We taught the teens that a flock of flamingos is called a Flamboyance.
One morning as Father Kirk and I finished Morning Prayer, Mary Alice was there at the church office waiting for us. She was a newer member and a single mom to Julia a member of our youth group. Her daughter’s best friend was Matthew. Matthew’s family was a religious Jewish one. Somehow the family had discovered that Matthew was gay and had thrown him out of their home. When Mary Alice tried to intervene, Matt’s dad told her, “He’s dead to me”.
I can’t let this boy be homeless she told us. But if I take him in, I’m going to need some help from this church, and I need to know that this young man is going to be safe and loved here. Father Kirk and I smiled and assured her that indeed Matthew would be safe.

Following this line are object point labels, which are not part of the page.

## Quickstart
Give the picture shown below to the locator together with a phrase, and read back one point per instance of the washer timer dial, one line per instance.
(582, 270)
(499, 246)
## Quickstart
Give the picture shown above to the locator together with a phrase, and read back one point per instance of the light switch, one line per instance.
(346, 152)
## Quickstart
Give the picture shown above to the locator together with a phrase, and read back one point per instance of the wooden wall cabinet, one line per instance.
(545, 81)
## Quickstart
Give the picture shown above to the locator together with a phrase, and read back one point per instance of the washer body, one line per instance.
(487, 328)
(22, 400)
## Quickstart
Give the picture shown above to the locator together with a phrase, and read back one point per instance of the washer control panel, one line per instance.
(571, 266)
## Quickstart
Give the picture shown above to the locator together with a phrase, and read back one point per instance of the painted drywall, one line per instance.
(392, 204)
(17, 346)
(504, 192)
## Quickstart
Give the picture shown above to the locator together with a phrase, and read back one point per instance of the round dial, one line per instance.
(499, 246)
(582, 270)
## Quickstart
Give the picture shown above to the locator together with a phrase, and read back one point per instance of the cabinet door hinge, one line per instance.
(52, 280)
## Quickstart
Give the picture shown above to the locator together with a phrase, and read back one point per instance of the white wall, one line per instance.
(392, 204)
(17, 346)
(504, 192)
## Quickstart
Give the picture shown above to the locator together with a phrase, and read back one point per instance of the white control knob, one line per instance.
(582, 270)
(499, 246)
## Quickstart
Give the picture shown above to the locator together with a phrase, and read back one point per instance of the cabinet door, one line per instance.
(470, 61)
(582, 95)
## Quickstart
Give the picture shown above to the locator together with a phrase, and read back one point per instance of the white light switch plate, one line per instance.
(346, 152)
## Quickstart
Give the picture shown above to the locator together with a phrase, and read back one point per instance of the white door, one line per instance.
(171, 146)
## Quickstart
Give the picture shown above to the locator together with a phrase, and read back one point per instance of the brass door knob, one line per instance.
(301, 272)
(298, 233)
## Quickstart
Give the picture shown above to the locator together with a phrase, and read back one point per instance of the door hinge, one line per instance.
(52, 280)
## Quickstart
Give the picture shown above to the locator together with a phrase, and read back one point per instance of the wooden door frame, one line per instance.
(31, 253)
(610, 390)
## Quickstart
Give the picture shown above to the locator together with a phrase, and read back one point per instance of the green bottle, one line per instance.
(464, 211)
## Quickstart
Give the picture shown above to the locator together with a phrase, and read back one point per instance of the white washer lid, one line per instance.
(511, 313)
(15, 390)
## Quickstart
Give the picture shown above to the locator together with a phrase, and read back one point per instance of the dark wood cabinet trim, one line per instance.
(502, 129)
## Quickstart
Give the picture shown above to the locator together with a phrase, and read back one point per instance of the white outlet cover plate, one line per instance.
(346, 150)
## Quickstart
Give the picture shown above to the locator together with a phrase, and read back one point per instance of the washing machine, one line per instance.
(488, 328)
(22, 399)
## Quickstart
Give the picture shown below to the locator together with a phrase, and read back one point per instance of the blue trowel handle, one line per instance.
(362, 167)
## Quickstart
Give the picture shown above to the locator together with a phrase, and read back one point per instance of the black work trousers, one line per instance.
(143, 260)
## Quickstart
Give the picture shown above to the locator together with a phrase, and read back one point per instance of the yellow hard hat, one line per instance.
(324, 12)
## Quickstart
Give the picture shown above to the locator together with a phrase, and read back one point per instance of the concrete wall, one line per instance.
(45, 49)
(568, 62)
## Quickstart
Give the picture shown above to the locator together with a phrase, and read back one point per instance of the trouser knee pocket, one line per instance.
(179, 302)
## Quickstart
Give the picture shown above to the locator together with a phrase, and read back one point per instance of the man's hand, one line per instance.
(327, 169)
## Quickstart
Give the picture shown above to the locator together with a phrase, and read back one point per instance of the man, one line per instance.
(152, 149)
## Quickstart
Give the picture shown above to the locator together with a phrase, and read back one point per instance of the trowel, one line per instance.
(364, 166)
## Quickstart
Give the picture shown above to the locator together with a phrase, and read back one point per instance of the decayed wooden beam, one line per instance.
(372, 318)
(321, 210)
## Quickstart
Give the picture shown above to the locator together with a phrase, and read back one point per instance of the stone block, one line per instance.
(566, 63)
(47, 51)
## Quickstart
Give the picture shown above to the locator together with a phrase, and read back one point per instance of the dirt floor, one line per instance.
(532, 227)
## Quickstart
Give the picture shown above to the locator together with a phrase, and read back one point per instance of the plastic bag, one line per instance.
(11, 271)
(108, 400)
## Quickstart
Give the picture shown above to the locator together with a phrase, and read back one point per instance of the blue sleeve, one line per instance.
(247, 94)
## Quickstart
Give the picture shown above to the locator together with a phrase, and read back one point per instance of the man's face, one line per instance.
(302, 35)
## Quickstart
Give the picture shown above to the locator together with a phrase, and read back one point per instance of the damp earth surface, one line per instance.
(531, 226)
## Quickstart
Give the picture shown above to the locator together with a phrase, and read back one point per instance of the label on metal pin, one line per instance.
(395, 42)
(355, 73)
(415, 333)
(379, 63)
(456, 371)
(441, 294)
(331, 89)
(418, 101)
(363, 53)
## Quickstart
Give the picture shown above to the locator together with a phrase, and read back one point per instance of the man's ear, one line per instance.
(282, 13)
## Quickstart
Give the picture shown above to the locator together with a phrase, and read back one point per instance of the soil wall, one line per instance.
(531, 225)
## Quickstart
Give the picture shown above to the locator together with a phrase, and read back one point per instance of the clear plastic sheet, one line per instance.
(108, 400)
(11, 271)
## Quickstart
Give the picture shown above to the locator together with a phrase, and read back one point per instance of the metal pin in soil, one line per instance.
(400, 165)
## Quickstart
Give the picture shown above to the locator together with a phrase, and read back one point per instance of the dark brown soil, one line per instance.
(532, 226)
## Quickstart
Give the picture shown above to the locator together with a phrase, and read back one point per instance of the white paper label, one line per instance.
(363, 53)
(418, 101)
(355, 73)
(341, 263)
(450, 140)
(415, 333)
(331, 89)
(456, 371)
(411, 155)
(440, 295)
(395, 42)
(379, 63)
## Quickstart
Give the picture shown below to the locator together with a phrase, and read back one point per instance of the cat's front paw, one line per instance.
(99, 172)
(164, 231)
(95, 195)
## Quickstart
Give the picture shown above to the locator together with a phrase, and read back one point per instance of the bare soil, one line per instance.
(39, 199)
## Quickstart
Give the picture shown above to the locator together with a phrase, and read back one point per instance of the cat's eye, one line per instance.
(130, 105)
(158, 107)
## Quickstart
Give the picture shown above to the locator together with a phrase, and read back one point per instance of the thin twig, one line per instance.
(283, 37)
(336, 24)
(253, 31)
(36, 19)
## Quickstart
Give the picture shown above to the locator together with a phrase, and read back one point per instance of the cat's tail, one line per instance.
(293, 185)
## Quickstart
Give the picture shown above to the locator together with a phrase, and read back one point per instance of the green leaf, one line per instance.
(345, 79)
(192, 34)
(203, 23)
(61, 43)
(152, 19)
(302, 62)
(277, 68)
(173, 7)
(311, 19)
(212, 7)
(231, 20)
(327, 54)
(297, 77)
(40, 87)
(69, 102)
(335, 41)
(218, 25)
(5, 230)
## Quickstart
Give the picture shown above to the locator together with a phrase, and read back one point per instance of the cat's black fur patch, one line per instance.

Our church had had numerous conversations about issues concerning human sexuality and we were indeed a safe place.
Matthew had so many questions.
Who is Jesus?
Would if Mary told Gabriel No? (some other time I will tell you about the funny conversation he and I had imagining a dejected Gabriel sitting in a cosmic bar drinking heavenly brew after asking hundreds of girls to take on the challenge of birthing Jesus—after all who would say yes to that?!)
But the question that most broke my heart was when Matthew asked me, Do you think God loves me even though... he couldn’t even finish his sentence...
You can imagine my answer to this beloved child of God.
Matthew chose to be baptized at the Easter Vigil, he flamingoed with us and went on pilgrimage. When the teens returned they gave a presentation to the church. Matthew who was becoming more authentic & confident—just had to talk. and I will just say Matt’s the kind of over-the-top fellow that sparkles wherever he goes.
I’ve always felt alone, he told us and I never thought I’d find people who would love me. Of all things, I never imagined that Jesus would love me. But I found my flock and it turns out they are a flamboyance! Just like me.
Glory to God that this is the power of the authority we have of being free to question. Glory to God that this is the Holy Spirit working in us, to have the conversation about how we engender authority in common prayer and dialog and practice.
You had me at free to question. Amen.